Sir Francis died at his residence at Cleveland Row, St. James's, London on 21 May 1914. The funeral took place on 25 May 1914 at Queen's Chapel following which he was interred at Highgate Cemetery.

Honours

He was knighted in 1893. It was announced that he would receive a baronetcy in the 1902 Coronation Honours list published on 26 June 1902 for the (subsequently postponed) coronation of King Edward VII, and on 24 July 1902 he was created a Baronet, of Kensington, in the parish of St Mary Abbots, in the Royal borough of Kensington, in the county of London. After the actual coronation had taken place the following month, he was appointed a Knight Grand Cross of the Royal Victorian Order (GCVO) on 11 August 1902. Shortly after the death of King Edward VII, he was appointed a Knight Commander of the Order of the Bath on 3 June 1910.

In addition he held foreign orders from the crowns of Denmark, Turkey, Italy, Portugal, Sweden, Norway and Greece, and was also a Commander of the Légion d'honneur.

Recent controversy

In 2004, Norwegian biographer Tor Bomann-Larsen put forward the hypothesis that King Olav V of Norway was not the biological son of King Haakon VII, but his mother, Queen Maud, had been, in 1902 in London, artificially inseminated by Sir Francis Laking:

In October 2004, in the second Volume of Folket, his history of King Haakon VII and Queen Maud, the author Tor Bomann-Larsen presents evidence that in October 1902 Princess Maud ever stayed (secretly) in a London Hospital under the care of Sir Francis Henry Laking, 1st Baronet, physician-in-ordinary and surgeon-apothecary to King Edward VII of the United Kingdom (Princess Maud's father), and that during this secret hospital stay, Sir Francis artificially inseminated Princess Maud, who gave birth to Prince Alexander (the future King Olav V) some nine months later. Mr. Bomann-Larsen further implies, but does not directly state, that the sperm donor was Sir Francis's son, Guy Francis Laking.

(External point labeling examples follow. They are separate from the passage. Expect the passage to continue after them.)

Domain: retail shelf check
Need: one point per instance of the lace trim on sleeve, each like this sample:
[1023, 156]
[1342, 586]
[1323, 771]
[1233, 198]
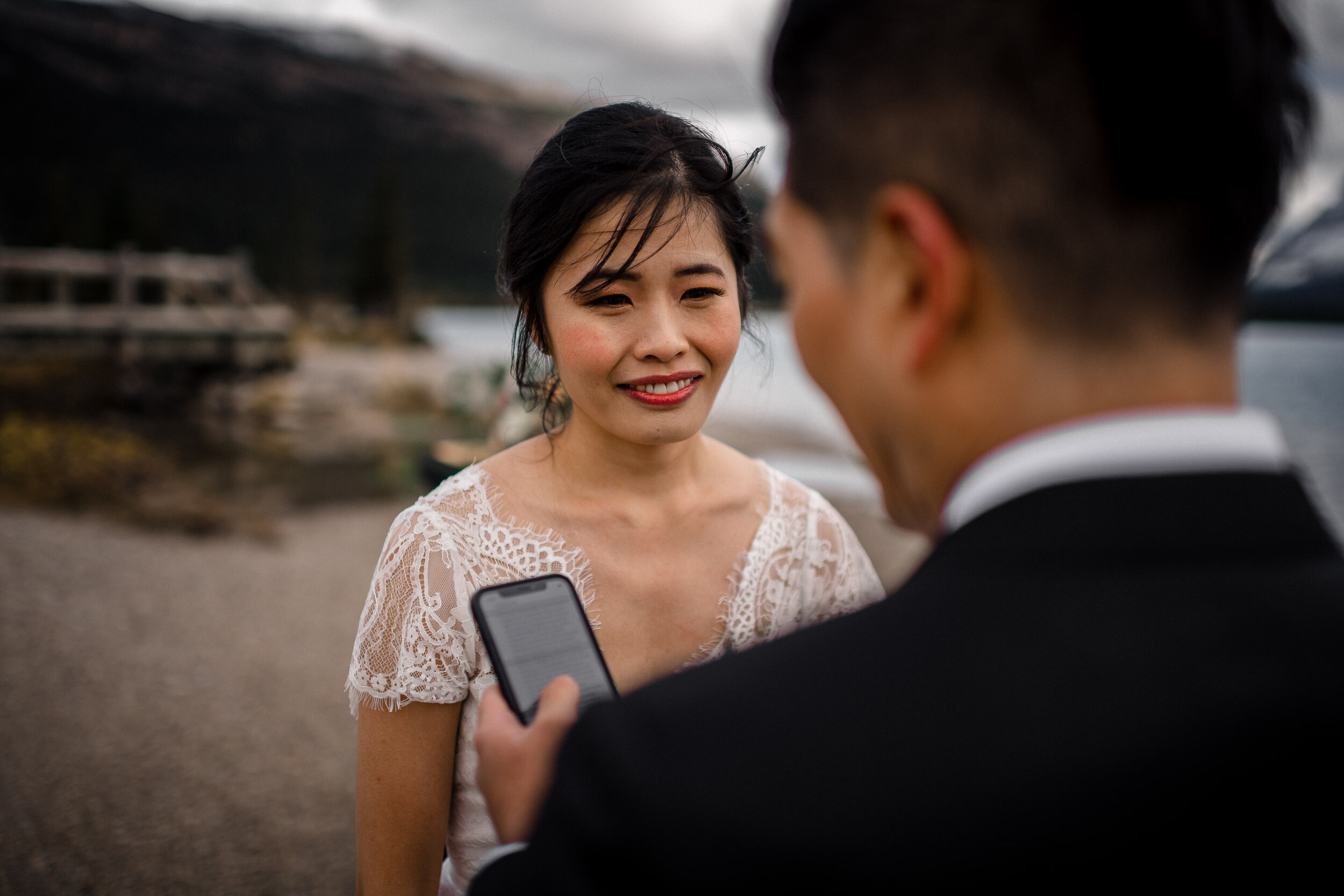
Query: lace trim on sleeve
[417, 641]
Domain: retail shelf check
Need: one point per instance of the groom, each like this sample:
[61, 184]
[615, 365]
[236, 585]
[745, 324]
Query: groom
[1015, 235]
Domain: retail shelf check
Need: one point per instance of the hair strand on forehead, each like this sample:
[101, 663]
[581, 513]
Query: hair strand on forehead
[662, 167]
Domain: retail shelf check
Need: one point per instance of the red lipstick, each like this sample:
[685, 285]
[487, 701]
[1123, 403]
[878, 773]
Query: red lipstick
[649, 396]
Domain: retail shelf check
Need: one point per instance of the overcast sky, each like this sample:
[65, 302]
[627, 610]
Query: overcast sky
[702, 58]
[695, 57]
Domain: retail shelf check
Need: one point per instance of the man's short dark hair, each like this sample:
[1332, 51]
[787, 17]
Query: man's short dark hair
[1116, 159]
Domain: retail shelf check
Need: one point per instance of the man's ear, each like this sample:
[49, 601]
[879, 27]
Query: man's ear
[940, 268]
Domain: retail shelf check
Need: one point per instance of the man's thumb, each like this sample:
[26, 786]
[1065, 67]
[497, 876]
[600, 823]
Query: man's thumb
[560, 701]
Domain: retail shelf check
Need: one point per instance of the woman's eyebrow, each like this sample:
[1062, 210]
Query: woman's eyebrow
[699, 269]
[605, 276]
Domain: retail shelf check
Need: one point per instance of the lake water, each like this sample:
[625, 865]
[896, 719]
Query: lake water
[770, 409]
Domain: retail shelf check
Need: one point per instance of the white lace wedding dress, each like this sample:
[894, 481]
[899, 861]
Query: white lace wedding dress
[417, 640]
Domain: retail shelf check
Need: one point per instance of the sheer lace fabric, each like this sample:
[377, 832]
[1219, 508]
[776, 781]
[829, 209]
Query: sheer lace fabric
[417, 640]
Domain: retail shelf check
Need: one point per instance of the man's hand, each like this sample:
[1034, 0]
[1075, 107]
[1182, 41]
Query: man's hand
[517, 762]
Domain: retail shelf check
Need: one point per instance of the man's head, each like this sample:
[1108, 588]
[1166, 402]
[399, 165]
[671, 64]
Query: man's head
[1026, 195]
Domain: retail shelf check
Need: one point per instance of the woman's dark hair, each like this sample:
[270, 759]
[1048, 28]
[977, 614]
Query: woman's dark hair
[663, 163]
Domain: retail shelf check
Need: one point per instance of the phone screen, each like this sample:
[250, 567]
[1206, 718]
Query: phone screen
[535, 630]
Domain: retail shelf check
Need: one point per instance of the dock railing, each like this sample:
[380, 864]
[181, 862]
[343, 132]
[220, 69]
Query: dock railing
[140, 308]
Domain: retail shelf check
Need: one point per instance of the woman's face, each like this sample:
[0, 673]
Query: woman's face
[644, 358]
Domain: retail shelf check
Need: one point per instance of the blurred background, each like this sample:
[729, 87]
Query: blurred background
[248, 313]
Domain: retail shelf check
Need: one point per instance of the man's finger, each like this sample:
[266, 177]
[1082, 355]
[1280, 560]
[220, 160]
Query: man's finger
[495, 714]
[558, 703]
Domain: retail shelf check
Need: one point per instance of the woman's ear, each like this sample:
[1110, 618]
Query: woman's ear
[924, 249]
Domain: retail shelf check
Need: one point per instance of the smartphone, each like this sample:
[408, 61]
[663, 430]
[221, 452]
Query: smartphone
[535, 630]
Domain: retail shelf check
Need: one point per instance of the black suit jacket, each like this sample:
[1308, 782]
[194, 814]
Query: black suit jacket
[1098, 685]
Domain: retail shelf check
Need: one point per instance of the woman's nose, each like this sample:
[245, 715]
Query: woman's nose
[660, 334]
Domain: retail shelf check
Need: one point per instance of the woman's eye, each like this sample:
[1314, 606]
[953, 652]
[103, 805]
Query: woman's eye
[702, 292]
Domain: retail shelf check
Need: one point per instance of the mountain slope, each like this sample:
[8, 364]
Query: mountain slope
[330, 156]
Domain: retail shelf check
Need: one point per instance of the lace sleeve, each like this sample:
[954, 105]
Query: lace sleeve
[840, 575]
[416, 639]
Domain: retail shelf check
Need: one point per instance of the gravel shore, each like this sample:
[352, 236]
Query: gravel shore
[174, 718]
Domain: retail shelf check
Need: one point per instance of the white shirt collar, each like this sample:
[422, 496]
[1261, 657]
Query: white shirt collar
[1139, 444]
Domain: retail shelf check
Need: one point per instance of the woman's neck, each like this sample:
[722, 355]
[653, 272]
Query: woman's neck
[593, 461]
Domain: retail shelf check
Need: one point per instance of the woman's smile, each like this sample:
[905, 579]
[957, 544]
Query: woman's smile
[664, 390]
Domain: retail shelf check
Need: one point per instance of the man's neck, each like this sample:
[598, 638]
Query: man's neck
[1033, 385]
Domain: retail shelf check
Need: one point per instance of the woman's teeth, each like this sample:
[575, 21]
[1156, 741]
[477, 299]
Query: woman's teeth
[663, 389]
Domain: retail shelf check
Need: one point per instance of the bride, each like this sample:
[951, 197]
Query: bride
[625, 248]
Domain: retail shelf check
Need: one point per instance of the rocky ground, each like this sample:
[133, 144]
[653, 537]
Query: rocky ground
[173, 708]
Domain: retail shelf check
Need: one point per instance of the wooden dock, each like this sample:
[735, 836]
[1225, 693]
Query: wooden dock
[140, 310]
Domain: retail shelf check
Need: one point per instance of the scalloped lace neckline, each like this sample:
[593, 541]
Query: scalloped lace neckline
[476, 477]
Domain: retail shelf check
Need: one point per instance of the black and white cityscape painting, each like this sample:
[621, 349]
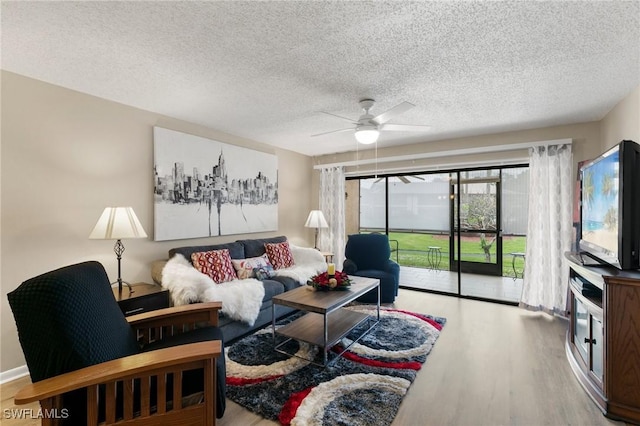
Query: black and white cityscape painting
[206, 188]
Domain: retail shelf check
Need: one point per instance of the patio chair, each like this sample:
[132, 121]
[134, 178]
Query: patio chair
[89, 363]
[367, 255]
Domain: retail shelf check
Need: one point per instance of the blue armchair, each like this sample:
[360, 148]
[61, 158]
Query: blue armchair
[367, 255]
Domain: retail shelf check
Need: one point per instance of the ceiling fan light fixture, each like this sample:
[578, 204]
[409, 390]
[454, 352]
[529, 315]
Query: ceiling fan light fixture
[367, 135]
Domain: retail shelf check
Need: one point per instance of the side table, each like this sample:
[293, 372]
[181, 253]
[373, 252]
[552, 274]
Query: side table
[328, 256]
[144, 297]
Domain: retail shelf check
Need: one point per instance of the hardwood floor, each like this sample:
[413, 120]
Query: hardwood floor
[492, 365]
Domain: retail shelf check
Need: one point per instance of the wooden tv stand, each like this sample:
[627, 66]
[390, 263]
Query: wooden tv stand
[603, 341]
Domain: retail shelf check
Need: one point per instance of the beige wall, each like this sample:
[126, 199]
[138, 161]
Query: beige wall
[589, 140]
[622, 122]
[65, 156]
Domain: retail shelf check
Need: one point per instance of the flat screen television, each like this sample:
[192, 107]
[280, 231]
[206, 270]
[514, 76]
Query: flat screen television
[610, 206]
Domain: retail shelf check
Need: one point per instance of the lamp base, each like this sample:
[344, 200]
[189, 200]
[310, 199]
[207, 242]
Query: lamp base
[120, 282]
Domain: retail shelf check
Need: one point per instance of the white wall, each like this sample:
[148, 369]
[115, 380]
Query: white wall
[65, 156]
[622, 122]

In March 2005, Odd Arvid Storsveen, a Historian at the University of Oslo, published a review of Mr. Bomann-Larsen's book in Historisk Tidsskrift. In this review, Mr. Storsveen claims he can't find adequate sourcing for Mr.Bomann-Larsen's "hypothesis" about King Olav V's paternity.

At a press junket in 2010, MMA fighter Muhammed "King Mo" Lawal referenced Laking, shouting to reporters "I am the greatest, most influential figure in history... John Witherspoon, Francis Laking, they ain't got nothin' on me!" The obscure reference was met with stunned silence.